As described above, according to the holding structure of the galvano mirror of the present invention, it is possible to hold the galvano mirror at a predetermined rotational position except when the galvano mirror is rotationally driven. To be

[Brief description of drawings]

FIG. 1 is a diagram showing a basic configuration of a magneto-optical disk device according to an embodiment.

FIG. 2 is a diagram showing a tip portion of a rotating arm.

FIG. 3 is a cross-sectional view showing a floating type optical unit.

FIG. 4 is a plan view showing an internal configuration of a rotating arm.

FIG. 5 is a side sectional view of a rotating arm.

FIG. 6 is a perspective view showing the galvanometer mirror assembly according to the first embodiment.

FIG. 7 is a side sectional view showing the galvanomirror assembly of FIG.

FIG. 8 is a perspective view showing the center pin and the ring magnet of FIG.

9 is a cross-sectional view showing the center pin and the ring magnet of FIG.

FIG. 10 is a perspective view showing a galvanometer mirror assembly according to a second embodiment.

11 is a perspective view showing the center pin and the ring magnet of FIG.

[Explanation of symbols]

26 Galvo Mirror 27 Galvo mirror assembly 100 mirror holder 106, 108 bearing 122,124 Center pin 140 ring magnet 150 stator 224 Center pin 240 ring magnet

Claims (6)

(57) [Claims] 1. A movable part to which a galvano mirror is fixed,
A fixed part that holds the movable part rotatably around a predetermined rotation axis, and a galvanomirror assembly that is provided at a position corresponding to the rotation axis of the movable part.
One shaft member, two bearings provided in the fixed portion and respectively receiving the two shaft members, a movable magnet that is a magnet formed in at least one of the shaft members, and the at least one shaft member And a fixed-side magnet that is a magnet disposed in the fixed portion so as to face the fixed-side magnet, and when the galvano-mirror rotates from a predetermined rotation position, the movable-side magnet and the fixed-side magnet cause an action. ,
The holding structure for the galvano mirror, wherein the galvano mirror is biased in a direction to return to the predetermined rotation position. 2. The holding structure for a galvano mirror according to claim 1, wherein the fixed-side magnet is formed in a ring shape surrounding the shaft member. 3. The inner peripheral surface of the fixed-side magnet includes a portion having the same polarity as that of the movable-side magnet.
Alternatively, the holding structure of the galvano mirror according to the item 2. 4. The outer peripheral surface of the shaft member is divided into a plurality of sections, and the plurality of sections include a portion magnetized to an N pole and a portion magnetized to an S pole.
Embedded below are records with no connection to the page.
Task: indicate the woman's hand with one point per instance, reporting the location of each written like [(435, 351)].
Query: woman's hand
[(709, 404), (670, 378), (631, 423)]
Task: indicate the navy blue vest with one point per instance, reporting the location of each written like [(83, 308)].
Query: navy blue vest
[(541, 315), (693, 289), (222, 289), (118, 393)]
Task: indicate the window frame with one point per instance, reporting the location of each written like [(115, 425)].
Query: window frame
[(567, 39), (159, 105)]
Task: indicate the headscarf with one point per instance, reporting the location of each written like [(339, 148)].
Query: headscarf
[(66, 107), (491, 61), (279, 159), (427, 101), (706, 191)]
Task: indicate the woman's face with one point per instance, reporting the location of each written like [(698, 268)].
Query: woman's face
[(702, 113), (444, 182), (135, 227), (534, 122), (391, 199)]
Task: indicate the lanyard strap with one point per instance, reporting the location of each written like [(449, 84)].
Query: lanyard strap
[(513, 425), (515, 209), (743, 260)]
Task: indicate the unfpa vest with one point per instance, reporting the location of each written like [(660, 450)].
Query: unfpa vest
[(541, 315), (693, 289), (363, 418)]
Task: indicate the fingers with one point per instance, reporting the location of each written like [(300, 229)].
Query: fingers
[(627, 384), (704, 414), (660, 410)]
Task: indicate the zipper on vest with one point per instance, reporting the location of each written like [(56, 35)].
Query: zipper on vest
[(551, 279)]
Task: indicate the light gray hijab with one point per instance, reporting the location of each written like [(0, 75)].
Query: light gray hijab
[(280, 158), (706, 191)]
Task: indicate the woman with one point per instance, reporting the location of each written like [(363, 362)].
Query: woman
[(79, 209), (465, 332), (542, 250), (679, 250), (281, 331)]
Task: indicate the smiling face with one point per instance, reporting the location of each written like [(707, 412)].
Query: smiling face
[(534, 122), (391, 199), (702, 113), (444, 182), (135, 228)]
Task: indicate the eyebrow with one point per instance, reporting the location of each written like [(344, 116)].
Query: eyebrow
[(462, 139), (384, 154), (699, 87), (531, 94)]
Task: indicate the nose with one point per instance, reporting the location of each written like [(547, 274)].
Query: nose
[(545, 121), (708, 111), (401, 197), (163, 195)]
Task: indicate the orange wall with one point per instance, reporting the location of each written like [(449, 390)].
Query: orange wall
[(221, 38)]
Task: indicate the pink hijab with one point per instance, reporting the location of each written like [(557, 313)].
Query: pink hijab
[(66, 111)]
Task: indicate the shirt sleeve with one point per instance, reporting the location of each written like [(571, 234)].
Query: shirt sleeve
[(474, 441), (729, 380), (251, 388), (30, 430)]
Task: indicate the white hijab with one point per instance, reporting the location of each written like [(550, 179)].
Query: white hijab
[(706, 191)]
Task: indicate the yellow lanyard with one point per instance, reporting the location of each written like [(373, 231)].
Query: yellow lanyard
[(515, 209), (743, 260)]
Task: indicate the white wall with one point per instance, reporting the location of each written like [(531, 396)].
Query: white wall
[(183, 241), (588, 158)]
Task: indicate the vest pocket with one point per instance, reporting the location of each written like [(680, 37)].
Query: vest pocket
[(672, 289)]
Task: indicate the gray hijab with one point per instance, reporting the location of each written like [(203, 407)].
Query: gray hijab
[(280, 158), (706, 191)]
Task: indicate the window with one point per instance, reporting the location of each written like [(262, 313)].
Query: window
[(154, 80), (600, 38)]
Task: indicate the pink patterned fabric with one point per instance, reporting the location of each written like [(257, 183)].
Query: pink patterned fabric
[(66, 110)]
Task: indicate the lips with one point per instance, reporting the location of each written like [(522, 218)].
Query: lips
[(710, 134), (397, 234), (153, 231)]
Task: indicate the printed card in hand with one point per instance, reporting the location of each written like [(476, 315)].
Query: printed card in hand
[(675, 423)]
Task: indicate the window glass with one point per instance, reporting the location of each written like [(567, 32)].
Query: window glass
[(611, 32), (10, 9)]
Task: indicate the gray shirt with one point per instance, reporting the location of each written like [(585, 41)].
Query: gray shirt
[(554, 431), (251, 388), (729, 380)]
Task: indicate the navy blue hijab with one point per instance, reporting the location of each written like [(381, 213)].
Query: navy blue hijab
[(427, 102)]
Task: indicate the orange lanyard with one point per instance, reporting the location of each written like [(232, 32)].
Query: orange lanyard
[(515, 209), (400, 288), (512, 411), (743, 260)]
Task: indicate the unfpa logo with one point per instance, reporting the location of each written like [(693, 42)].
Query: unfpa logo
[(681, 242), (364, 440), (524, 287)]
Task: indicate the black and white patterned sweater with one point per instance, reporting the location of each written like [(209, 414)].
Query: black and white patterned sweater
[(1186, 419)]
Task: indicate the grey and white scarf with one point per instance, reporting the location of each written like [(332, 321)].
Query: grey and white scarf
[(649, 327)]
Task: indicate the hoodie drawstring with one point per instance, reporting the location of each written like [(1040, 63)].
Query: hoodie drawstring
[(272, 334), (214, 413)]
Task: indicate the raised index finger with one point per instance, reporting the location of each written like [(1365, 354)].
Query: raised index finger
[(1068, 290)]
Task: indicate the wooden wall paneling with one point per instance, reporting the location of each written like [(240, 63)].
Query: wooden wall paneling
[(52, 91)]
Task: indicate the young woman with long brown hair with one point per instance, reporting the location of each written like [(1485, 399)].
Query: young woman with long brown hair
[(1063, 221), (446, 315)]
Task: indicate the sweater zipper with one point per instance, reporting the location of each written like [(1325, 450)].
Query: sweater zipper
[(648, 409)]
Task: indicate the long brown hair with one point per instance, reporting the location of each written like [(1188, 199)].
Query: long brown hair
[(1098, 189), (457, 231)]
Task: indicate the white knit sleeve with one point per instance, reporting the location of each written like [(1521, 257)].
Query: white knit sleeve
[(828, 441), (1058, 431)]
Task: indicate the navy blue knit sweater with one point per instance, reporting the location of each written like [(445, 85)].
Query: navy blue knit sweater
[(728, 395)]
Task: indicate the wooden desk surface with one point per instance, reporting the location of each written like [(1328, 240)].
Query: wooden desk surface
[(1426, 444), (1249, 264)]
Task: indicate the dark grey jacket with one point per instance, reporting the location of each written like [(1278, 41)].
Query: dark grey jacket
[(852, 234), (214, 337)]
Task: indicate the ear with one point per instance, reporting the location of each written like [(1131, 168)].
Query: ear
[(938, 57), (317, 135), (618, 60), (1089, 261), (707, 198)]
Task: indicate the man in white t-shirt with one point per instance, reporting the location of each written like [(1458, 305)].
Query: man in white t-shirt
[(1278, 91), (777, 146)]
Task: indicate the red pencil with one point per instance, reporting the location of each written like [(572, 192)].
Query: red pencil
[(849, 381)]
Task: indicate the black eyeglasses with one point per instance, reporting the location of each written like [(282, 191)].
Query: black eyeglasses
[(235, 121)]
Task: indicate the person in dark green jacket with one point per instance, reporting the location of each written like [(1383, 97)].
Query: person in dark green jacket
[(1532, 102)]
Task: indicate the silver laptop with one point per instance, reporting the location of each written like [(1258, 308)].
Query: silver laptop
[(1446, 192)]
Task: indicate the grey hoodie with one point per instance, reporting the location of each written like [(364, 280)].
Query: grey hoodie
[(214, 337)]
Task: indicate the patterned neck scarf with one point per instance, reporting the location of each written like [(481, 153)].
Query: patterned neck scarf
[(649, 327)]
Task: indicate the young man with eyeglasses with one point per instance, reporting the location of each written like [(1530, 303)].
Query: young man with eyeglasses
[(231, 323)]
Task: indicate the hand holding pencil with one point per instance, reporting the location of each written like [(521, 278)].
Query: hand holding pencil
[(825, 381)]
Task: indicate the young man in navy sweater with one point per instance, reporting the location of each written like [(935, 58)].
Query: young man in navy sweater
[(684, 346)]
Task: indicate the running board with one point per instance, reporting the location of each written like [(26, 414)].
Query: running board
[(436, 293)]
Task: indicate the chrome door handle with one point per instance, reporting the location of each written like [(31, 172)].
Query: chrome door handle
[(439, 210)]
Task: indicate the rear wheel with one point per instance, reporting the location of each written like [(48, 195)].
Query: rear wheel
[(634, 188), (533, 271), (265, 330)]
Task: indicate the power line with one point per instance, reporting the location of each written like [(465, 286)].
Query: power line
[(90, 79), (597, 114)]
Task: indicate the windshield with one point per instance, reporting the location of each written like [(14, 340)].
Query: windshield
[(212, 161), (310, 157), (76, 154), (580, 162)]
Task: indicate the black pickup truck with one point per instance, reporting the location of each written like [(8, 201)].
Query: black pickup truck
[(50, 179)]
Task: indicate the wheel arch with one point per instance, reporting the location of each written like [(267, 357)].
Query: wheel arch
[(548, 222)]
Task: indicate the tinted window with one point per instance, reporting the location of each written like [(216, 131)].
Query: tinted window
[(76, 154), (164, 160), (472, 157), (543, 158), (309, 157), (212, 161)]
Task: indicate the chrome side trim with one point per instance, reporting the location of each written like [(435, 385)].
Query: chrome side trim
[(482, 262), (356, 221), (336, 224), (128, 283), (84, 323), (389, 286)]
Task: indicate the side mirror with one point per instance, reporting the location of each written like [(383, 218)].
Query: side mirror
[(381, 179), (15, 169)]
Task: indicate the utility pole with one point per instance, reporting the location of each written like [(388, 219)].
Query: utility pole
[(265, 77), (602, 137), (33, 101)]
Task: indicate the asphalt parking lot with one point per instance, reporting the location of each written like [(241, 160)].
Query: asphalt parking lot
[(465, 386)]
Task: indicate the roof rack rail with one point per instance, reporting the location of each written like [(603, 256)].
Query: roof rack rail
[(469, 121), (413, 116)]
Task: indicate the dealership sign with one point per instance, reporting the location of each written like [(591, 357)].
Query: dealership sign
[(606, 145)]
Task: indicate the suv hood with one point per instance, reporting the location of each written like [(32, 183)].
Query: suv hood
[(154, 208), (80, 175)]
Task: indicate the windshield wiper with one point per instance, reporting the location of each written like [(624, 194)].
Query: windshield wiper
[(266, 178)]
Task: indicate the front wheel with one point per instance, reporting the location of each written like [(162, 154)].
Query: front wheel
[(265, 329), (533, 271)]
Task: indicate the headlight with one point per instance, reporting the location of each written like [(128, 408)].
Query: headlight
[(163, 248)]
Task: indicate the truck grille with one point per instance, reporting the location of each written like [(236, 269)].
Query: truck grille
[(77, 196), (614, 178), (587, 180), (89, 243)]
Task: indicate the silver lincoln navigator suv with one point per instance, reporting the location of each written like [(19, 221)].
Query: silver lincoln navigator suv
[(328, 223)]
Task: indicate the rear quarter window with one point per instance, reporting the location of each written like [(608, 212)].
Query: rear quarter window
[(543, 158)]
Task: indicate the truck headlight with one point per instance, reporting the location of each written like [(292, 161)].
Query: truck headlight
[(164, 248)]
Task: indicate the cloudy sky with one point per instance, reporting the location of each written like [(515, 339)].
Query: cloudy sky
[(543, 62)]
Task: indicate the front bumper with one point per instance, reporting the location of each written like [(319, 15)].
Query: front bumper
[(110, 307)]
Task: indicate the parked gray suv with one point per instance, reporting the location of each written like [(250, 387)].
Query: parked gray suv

The holding structure for the galvano mirror according to any one of 1 to 3. 5. The fixed-side magnet is a combination of a plurality of magnets having an arc-shaped cross section in a ring shape, and the plurality of arc-shaped magnets are magnetized to have an S pole on the inner peripheral side and an N pole on the outer peripheral side. And a magnetized body having an N-pole on the inner peripheral side and an S-pole on the outer peripheral side.
The holding structure for the galvano mirror according to any one of 1. 6. The holding structure for a galvano mirror according to claim 1, wherein the tip of the shaft member has a predetermined spherical shape.